On 19 May 2021, 10:06 +0200, Anders Östling <anders.ostling at gmail.com>, wrote:
> Hi
> I have had roaming profiles enabled on user accounts since November last year. This is a small business with approx 10 users, but a few of them are actually taking benefit of the roaming profile feature.
> Recently, they have had all sorts of problems with their profiles, usually Access Denied when trying to load the profiles (only those that actually roams between different computers). I have spent hours trying to find a pattern and pinpoint the exact source of the problem. During this digging, I have learned to hate Windows even more, since the profiles management is like an octopus, reaching into almost every part of the system...
>
> Anyway, I managed to get it back on track by loosing up permissions on the /share/profiles folder (temporary) but I need to find a permanent solution. During the attempts to restore the clients, I also found out that the C:/Windows/CSC directory has a function too. Another cache besides what is under C:/Users/<username>/Desktop/? At the same time, the few roaming users also got problems accessing their U:/AppData/Roaming folders. The permissions looked good, but MS apps (Excel and Word had a different opinion and refused to load documents). The temporary fix for this was also to loose up permissions on the AppData folder until I had a better understanding of what’s going on.
>
> So, while re-reading the Samba wiki page, I saw that there is a parameter, csc policy = disable, that I have not seen before. Is the wiki for profiles updated recently with that one? I found some internet posts that describes the different values, enable/manual/disable and their functions. Could this have been a reason for my client’s problem (several users on one computer, and a CSC that got confused)? If so, then I hope that disabling the function will make the clients work better once I have restored them from scratch.
>
> While I am typing, let me describe another specific user’s situation. Initially she got the same permissions error when logging on another computer.
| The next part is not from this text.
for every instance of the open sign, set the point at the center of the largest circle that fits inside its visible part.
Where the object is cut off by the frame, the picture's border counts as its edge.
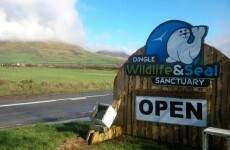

But suddenly, her normal workstation started to behave like this (maybe after a loosened up the permissions on the /share/profiles, hard to tell).
>
> She logs on the domain
> Get a message “We could not log you on using a profile, a temporary profile has been created” (or quite similar to this)
> A blank desktop with Trashcan
> The netlogon script has mapped up her drives correctly
>
> The C:/Users folder now contains these folders
> /katarina (hers)
> /temp.hlts (domain name)
> /temp.hplts.1
> /temp.hplts.2
> /temp.hplts.3
>
> She can navigate to /Users/katarina/Desktop where all her saved shortcuts are, and CTRL-A, CTRL-C. Then close explorer and CTRL-V on desktop. Everything works as before, including mapped drives and app and document shortcuts. If she logs out, then all steps need to be repeated. So for the moment, she just WIN+L at the end of the day until her computer is re-installed, and hopefully things are working again.
>
> She CAN map drive profile folder on the server manually without getting any permission error. This makes me believe that the problem is on the client side, not the server.
>
> Windows 10 2020H2 on the clients.
> Samba 4.13.8 on the server
> Windows 2019 Standard as DC
>
> End of rant. I hope that someone can give some insight and maybe advise on how to fix this mess. If not, it’s a re-install of the affected clients and praying that the CSC disable will help.